The global biopharmaceutical industry, with over $70bn in revenues and 700 publicly listed firms posting double-digit growth in North America, Europe, and Asia-Pacific in 2006, represents an attractive and promising high-growth industry of the future. Broad scientific advances and commercial successes have captured the attention and aspirations of policy makers, business people, and investors alike in spurring sector growth. An understanding of the fundamental forces that shape the industry, including the challenges faced by entrepreneurs, as well as many promising industry trends, offer several implications for investors and policy makers.
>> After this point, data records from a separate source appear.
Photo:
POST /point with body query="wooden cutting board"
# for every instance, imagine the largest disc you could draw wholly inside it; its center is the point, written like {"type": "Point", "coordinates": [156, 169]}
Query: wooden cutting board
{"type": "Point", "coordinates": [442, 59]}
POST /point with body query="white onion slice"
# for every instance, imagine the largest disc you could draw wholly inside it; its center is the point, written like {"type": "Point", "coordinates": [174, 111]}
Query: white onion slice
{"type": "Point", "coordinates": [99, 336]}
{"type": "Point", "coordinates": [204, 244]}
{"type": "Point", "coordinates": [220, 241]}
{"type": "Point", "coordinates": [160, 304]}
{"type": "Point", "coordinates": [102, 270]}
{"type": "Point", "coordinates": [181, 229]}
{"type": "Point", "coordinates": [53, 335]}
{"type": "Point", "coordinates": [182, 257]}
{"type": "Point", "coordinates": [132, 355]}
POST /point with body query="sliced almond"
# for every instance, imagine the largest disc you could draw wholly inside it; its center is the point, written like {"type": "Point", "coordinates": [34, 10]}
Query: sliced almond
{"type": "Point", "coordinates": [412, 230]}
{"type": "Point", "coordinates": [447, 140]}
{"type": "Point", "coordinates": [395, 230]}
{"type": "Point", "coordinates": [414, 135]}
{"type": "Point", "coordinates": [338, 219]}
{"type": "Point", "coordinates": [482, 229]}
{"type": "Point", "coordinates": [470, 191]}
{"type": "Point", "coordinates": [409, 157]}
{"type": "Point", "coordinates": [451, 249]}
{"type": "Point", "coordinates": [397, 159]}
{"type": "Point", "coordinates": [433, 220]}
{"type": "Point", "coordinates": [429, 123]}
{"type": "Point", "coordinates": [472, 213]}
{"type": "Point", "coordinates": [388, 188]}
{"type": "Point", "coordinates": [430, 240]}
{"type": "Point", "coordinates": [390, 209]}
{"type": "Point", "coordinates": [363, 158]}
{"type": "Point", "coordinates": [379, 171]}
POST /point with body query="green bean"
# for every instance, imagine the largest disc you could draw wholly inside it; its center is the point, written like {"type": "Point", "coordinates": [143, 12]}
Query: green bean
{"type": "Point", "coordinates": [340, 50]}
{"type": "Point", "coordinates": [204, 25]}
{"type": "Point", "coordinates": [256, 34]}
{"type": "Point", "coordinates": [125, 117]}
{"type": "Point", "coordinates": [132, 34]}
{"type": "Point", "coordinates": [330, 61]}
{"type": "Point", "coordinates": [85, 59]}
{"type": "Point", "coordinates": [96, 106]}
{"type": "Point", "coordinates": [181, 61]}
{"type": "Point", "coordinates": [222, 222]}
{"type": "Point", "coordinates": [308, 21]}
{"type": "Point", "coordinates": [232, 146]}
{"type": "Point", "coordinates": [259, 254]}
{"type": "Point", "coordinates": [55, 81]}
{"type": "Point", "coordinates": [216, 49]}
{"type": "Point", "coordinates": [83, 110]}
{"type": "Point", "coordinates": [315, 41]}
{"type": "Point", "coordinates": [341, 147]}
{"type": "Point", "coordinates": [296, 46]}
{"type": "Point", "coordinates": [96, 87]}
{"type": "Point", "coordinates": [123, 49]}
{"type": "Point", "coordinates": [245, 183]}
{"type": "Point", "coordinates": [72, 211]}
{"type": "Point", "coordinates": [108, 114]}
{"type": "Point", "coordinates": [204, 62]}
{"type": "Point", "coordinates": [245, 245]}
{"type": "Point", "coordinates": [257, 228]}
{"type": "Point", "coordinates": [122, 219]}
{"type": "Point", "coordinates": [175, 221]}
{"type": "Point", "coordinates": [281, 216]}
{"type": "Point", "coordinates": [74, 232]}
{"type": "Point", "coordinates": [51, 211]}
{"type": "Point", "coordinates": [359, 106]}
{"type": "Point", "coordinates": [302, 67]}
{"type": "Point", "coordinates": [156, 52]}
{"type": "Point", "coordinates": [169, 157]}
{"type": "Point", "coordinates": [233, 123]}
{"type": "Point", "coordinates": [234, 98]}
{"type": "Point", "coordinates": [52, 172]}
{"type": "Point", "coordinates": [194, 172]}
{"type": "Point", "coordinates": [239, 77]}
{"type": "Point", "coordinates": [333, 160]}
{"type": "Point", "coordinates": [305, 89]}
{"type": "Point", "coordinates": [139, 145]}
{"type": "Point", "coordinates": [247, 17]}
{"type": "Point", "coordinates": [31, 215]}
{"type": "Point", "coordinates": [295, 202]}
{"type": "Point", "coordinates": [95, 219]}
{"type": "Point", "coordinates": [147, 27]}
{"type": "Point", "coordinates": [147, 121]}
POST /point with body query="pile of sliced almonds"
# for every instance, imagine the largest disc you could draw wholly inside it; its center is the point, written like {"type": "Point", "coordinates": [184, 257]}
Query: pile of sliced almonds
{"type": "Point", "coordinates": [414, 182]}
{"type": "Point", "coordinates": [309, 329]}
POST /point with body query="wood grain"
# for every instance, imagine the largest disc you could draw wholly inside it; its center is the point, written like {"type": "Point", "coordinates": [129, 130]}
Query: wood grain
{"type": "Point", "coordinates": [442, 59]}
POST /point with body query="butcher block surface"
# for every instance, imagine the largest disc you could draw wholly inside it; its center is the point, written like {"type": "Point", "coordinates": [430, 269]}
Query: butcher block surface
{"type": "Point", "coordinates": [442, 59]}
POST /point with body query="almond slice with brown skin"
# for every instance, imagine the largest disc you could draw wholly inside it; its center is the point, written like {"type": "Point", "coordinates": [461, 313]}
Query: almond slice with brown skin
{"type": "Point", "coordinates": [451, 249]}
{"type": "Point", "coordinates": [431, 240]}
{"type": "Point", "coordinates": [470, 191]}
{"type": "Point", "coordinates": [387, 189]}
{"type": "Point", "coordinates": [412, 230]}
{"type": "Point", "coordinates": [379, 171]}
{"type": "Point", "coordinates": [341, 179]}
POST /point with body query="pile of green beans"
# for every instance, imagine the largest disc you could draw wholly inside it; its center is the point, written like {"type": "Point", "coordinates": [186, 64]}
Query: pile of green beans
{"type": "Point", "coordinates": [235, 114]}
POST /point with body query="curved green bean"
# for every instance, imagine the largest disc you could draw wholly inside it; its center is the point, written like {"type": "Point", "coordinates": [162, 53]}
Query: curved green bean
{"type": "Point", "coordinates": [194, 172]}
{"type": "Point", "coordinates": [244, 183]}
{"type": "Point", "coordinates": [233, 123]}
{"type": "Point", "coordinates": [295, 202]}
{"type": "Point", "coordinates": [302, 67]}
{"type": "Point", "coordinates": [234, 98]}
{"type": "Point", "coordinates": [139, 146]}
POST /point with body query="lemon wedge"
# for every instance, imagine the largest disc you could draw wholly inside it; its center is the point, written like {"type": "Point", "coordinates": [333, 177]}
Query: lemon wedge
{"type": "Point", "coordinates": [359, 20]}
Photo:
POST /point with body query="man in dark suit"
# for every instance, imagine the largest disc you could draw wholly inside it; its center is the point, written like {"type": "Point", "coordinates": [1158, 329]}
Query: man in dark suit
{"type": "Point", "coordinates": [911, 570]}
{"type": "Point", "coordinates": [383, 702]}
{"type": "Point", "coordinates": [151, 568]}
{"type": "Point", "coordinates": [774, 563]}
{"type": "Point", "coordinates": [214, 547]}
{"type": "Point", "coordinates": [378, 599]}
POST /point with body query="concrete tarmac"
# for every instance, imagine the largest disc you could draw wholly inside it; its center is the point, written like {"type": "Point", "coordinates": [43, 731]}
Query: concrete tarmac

This study explores industry dynamics affecting growth patterns, biotech industry cluster evolution in an era of increasing globalisation, and enabling factors which support entrepreneurship activity, productivity, and sustainability. Governments and investors seeking to create and enhance biotech entrepreneurship face several enabling trends including increasing numbers of science graduates worldwide, accelerating pace of scientific advancement, dominating role of globalisation enabling greater collaboration, democratising forces of the internet, and the relentless competitive pressure to innovate. As such, policy agendas should focus on increasing factor conditions to enhance start-up formation, alliances, and skilled employment, rather than attempt to select specific winners and losers among specific sub-sectors or individual firms.